DNSSEC fueling new wave of DNS amplification attacks
DNS amplification attacks swelled in the second quarter of this year, with the amplified attacks spiking more than 1,000% compared with Q2 2018, according to Nexusguard.
Researchers attributed Domain Name System Security Extensions (DNSSEC) with fueling the new wave of DNS amplification attacks, which accounted for more than 65% of the attacks last quarter according to the team’s evaluation of thousands of worldwide DDoS attacks.
DNSSEC was designed to protect applications from using forged or manipulated DNS data, and its growing adoption suggests that DNS amplification risks won’t disappear for service providers or enterprise networks anytime soon.
According to the quarterly report, Paypal.com and multiple government domains fell victim to rampant DNS abuses, likely due to many of these domains deploying DNSSEC to the top-level .gov domain, as required by the U.S. government’s mandate from the Office of Management and Budget.

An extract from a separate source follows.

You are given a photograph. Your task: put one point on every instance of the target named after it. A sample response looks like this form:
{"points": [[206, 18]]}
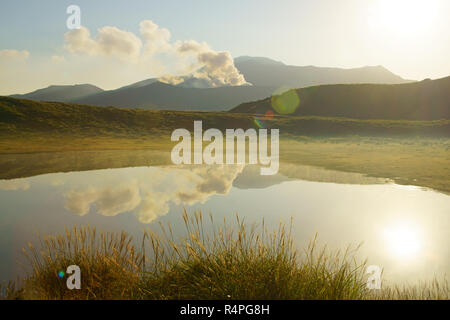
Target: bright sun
{"points": [[403, 17], [403, 240]]}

When blocking DNS amplification attacks, it’s not realistic to drop all DNS associated traffic, since users rely on DNS services to access the Internet, and the tactic could deny service to paying customers.

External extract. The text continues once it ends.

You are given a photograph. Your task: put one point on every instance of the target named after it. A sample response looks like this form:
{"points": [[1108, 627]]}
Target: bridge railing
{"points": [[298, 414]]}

Researchers warn that service providers must ensure their attack mitigation technology is advanced enough to ensure server availability to legitimate end users, to ensure their access doesn’t become collateral damage.

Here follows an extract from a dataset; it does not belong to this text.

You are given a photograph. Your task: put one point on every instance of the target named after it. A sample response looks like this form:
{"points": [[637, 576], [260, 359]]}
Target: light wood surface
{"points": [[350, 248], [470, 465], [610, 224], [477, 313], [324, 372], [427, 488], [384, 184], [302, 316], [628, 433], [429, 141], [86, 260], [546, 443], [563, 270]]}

“Although the adoption of DNSSEC is gaining wider acceptance as the patch for fixing DNS cache poisoning, it is now causing a new set of problems for organizations and service providers,” said Juniman Kasman, CTO for Nexusguard.
“Due to the long responses they generate, attackers often abuse DNSSEC to launch amplification attacks that clog victim networks and hosts, which will remain a significant threat in the future.”
Findings also confirm that “bit and piece” attacks continued to spread this quarter, adopted for attacks across Europe, North America and Africa. Mobile devices also continued to contribute to DDoS attacks, which primarily originated from iOS mobile devices in addition to botnet-hijacked Windows machines.